Purpose: The ‘MissingValuesBarPlot’ metric provides a color-coded visual representation of the percentage of missing values for each column in an ML model’s dataset. The primary purpose of this metric is to easily identify and quantify missing data, which are essential steps in data preprocessing. The presence of missing data can potentially skew the model’s predictions and decrease its accuracy. Additionally, this metric uses a pre-set threshold to categorize various columns into ones that contain missing data above the threshold (high risk) and below the threshold (less risky).
Test Mechanism: The test mechanism involves scanning each column in the input dataset and calculating the percentage of missing values. It then compares each column’s missing data percentage with the predefined threshold, categorizing columns with missing data above the threshold as high-risk. The test generates a bar plot in which columns with missing data are represented on the y-axis and their corresponding missing data percentages are displayed on the x-axis. The color of each bar reflects the missing data percentage in relation to the threshold: grey for values below the threshold and light coral for those exceeding it. The user-defined threshold is represented by a red dashed line on the plot.
Signs of High Risk:
- Columns with higher percentages of missing values beyond the threshold are high-risk. These are visually represented by light coral bars on the bar plot.
Strengths:
- Helps in quickly identifying and quantifying missing data across all columns of the dataset.
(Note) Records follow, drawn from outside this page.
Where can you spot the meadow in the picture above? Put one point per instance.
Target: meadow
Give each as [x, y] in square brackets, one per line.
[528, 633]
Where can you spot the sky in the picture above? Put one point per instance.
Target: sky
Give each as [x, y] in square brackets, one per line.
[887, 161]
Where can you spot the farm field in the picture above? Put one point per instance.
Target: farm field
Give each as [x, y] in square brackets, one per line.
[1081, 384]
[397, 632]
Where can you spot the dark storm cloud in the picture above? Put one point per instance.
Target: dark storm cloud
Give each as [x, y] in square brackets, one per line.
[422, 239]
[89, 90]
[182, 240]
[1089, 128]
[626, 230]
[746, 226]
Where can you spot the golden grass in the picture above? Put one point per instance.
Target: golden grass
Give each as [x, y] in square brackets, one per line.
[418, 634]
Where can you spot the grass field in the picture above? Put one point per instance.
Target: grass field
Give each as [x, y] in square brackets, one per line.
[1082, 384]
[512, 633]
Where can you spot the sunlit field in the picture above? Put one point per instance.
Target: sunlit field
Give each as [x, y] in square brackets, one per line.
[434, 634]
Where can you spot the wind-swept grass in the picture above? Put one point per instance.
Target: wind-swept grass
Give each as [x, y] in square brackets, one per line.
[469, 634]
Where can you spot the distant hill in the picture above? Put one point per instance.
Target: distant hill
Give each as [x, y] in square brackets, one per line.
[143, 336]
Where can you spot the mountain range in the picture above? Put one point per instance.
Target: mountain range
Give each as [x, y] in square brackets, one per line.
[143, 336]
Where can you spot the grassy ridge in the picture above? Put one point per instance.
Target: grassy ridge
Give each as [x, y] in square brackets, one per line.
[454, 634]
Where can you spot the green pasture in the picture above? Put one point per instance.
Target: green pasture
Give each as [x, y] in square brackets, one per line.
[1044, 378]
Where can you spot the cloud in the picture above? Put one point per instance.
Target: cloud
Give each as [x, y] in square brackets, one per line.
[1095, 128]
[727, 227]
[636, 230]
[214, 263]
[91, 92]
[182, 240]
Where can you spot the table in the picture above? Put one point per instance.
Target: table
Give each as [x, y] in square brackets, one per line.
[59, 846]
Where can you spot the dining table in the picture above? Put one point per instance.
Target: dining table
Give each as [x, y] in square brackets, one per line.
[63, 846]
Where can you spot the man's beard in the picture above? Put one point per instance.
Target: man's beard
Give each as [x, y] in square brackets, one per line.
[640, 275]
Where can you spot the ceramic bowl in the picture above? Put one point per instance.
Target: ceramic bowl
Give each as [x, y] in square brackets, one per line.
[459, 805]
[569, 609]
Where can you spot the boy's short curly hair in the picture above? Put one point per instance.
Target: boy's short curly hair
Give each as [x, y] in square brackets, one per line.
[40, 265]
- Facilitates pattern recognition through visual representation.
- Enables customization of the level of risk tolerance via a user-defined threshold.
- Supports both classification and regression tasks, sharing its versatility.
Limitations:
- It only considers the quantity of missing values, not differentiating between different types of missingness (Missing completely at random - MCAR, Missing at random - MAR, Not Missing at random - NMAR).
- It doesn’t offer insights into potential approaches for handling missing entries, such as various imputation strategies.
- The metric does not consider possible impacts of the missing data on the model’s accuracy or precision.
- Interpretation of the findings and the next steps might require an expert understanding of the field.